Elle a longtemps été ignorée au cours de l’histoire du fait de la place que l’enfant occupait dans la famille et dans la société. De nos jours, devenue un véritable enjeu de santé publique, la maltraitance confronte l’ensemble du secteur médico-social à la pathologie psychosociale. Bien des progrès ont été faits en quelques décennies dans la reconnaissance et la prise en charge des situations de maltraitance chez l’enfant et l’adolescent. La clinique s’est progressivement enrichie au fil du temps et les modes de prise en charge se sont diversifiés.

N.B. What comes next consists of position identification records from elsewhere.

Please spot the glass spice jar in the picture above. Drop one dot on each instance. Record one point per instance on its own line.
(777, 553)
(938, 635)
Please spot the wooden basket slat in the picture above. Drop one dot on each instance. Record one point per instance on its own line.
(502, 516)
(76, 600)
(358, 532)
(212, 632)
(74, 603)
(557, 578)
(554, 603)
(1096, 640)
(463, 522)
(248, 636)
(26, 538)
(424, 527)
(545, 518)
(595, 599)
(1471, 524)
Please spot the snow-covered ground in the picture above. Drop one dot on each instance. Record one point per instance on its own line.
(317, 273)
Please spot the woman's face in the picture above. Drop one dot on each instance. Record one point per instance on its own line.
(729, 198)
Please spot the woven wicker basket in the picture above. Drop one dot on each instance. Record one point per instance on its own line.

Ainsi, après la prise de conscience générale du phénomène des abus sexuels au milieu des années 1980, bien d’autres types de maltraitance ont été identifiés.

Définitions

Enfants maltraités : victime de violence physique, de cruauté mentale, d’abus sexuel et/ou de négligences lourdes ayant des conséquences graves sur son développement physique et psychique.
Enfant en risque : non maltraité mais dont les conditions d’existence risquent de mettre en danger sa santé, sa sécurité, sa moralité, ses conditions d’éducation ou son entretien.
Enfants en danger = enfants maltraités + enfants en risque

Histoire

La maltraitance existe depuis toujours :
-une tombe récemment découverte en Egypte contenaient des corps d’enfants aux os fracturés. Au Xvè siècle, le taux de mortalité était de 95% avant 5 ans, un taux très élevé lié aux épidémies, à la famine, mais pas que .
-durant la révolution industrielle (XVIIIè s) : les enfants travaillaient dans d’effroyables conditions
-20ème siècle : mutilations sexuelles, tourisme sexuel…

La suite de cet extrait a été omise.